CW_2 GY7702 R for Data Science.Rmd

---
title: "CW_2 GY7702 R for Data Science"
author: 'Student Number: 219031729'
date: "1/5/2022"
output:
  pdf_document: default
  html_document:
    df_print: paged
urlcolor: blue
---

# Introduction
# GY7702 R for Data Science Course Work 2
```{r Libraries, setup, message=FALSE, warning=FALSE}
library(dplyr)
library(tidyverse)
library(knitr)
library(readr)
library(lubridate)
library(ggplot2)
library(psych)
library(Hmisc)
library(corrplot)
library(PerformanceAnalytics)
library(car)
library(magrittr)
library(lmtest)
```

### 1.0 Loading and selecting data needed for analysis
Note: The variables for this analysis are encoded, see appendix 2 for full description of 
the variables. 
```{r Loading for analysis, setup, message=FALSE, warning=FALSE}
#Loading in data for analysis
OAC_Raw_uVariables_2011 <- 
  read.csv("/home/kal41/Practical_204/CW1/GY7702_2021-22_Assignment_2_v1-1_datapack/2011_OAC_Raw_uVariables-GY7702_2021-22_CW2.csv")


#Loading data that would be used to extract my Output Area
LAD_Allocation_data <- read.csv("/home/kal41/Practical_204/CW1/GY7702_2021-22_Assignment_2_v1-1_datapack/new.csv")

#Filtering out my allocated LAD
LAD_Allocation_data <- LAD_Allocation_data %>%
  filter(LAD11CD == "E09000006")

#Joining the two data to select my allocated Output Area only
OwnLadd <- LAD_Allocation_data   %>%
  left_join(
    OAC_Raw_uVariables_2011,  by = c("OA11CD" = "OA")
  ) %>%
  select(- c(LSOA11CD, LSO11ANM, MSOA11CD, MSOA11NM, LAD11CD, LAD11NM, LAD11NMW))

#Selecting variables needed for Analysis
explorData <- OwnLadd %>%
  select( u104:u115, u159:u167)

```

### 1.1 Exploratory analysis of the data 
```{r}
describe(explorData,skew=TRUE, IQR = TRUE)


```

For each variable, the function ```describe() ``` in 1.1 shows the number of observation in the ```explorData``` dataframe; the number of missing observations; the number of distinct observation; how continuous the data is; the mean; the ```Gini's mean difference(GMD)``` which shows the data variability and underlying distribution (the mean absolute difference between variables); the percentile ```(5th, 10th, 25th, 50th, 75th, 90th, 95th)```; the five lowest and five highest. The statistics shows that all the variables have no missing value, and non of the veariables have 100% distinct observations.  

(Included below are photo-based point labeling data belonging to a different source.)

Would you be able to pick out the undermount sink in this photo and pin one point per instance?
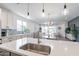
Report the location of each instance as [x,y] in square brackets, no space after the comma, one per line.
[37,48]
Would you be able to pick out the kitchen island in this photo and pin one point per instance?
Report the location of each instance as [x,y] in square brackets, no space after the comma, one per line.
[58,48]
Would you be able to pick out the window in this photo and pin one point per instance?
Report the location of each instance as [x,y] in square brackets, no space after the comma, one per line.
[48,31]
[21,26]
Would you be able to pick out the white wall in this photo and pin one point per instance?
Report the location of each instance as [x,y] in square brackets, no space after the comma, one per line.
[9,18]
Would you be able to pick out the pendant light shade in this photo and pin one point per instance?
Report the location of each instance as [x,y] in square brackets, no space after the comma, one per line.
[28,17]
[65,9]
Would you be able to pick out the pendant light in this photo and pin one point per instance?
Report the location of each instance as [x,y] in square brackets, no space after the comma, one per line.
[65,9]
[28,17]
[43,14]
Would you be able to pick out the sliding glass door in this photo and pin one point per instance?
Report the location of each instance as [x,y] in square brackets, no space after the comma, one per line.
[49,31]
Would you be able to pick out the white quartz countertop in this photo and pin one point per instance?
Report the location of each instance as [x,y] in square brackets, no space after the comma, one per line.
[58,48]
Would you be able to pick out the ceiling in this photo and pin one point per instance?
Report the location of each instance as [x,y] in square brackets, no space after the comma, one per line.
[35,9]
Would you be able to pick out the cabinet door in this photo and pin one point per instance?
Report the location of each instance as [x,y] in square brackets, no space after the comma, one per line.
[3,18]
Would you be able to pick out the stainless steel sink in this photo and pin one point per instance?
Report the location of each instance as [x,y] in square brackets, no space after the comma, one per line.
[37,48]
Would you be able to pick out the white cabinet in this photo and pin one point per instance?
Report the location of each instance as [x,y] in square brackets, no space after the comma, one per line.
[7,19]
[70,36]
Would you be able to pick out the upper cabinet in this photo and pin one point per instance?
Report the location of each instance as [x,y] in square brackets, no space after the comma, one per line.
[7,19]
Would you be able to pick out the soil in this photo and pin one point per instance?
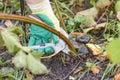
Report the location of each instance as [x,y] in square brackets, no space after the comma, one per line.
[74,67]
[61,67]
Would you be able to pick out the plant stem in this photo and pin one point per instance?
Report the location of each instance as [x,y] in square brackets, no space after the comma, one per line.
[60,16]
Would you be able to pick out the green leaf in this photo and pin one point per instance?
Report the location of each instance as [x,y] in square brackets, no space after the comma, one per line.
[117,6]
[19,59]
[6,70]
[0,76]
[11,40]
[35,66]
[113,50]
[1,40]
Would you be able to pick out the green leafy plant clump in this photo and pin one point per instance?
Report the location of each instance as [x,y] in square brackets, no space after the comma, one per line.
[113,50]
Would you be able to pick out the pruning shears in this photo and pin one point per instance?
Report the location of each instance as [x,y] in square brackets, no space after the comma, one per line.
[61,46]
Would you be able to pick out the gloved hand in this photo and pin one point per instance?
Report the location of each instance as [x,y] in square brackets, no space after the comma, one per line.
[39,36]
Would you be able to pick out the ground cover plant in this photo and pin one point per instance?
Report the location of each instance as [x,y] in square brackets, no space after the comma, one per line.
[94,30]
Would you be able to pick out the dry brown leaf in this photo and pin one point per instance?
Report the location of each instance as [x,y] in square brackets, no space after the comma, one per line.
[95,70]
[117,76]
[95,49]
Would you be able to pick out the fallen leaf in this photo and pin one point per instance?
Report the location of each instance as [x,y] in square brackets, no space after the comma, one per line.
[117,76]
[89,15]
[113,50]
[95,49]
[95,69]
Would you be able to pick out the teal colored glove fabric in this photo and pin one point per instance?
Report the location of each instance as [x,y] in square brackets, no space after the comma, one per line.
[39,35]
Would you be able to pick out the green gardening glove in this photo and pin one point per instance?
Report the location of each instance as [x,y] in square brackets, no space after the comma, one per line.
[39,35]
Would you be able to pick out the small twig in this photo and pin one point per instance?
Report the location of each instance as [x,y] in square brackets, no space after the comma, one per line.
[71,71]
[104,13]
[60,16]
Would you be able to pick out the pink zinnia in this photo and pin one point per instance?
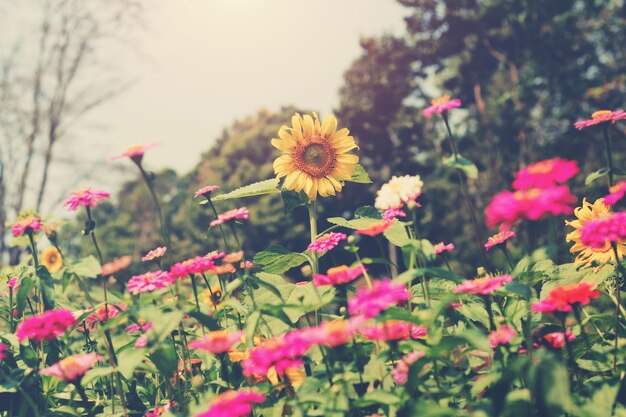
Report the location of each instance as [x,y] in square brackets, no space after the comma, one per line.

### 1.11 Showing the structure of the data 
```{r}

str(explorData) %>%
  knitr::kable()

```

This shows that the data is a dataframe which has **21 variables and 1020 observations**
All the variables are of integer types except variable ```u104(Day-to-day activities)```.

### 1.12 Visualizing the distribution of the data with Histogram and QQ plot
```{r}

par(mar=c(5,5,3,0)) ##This margin command should do the trick

explorData %>% gather() %>%
  ggplot2::ggplot(
    aes(
      x = value
    )
  )+ 
  ggplot2:: geom_histogram(binwidth = 5)  +
  facet_wrap(~key, scales = 'free_x')

hist.data.frame(explorData)

for (i in 1:ncol(explorData)) {
 plt <-  ggplot2::ggplot(explorData, 
    aes(
      sample = explorData[,i]
    )
  ) +
    ggplot2::stat_qq() +
    ggplot2::stat_qq_line()+ 
   ggplot2::xlab(colnames( explorData[i]))
 print(plt)

}

```

The result from the histogram shows that non of the variables are perfectly normally distributed. However, variables ```u112, u105, u106, u162``` are close to being normally distributed.

### 1.13 Tranforming the data with Inverse hyperbolic sine function
```{r}

for (i in 1:ncol(explorData)) {
 plt <-  ggplot2::ggplot(explorData, 
    aes(
      #adding inverse hyperbolic sine function
      sample = asinh(explorData[,i])
    )
  ) +
    ggplot2::stat_qq() +
    ggplot2::stat_qq_line()+ 
   ggplot2::xlab(colnames( explorData[i]))
 print(plt)

}

```

After transforming the transformed data (with inverse hyperbolic sine), the situation did not improve. Considering that plots are not the most accurate way of checking the normally of variables, we opted for statistical methods. 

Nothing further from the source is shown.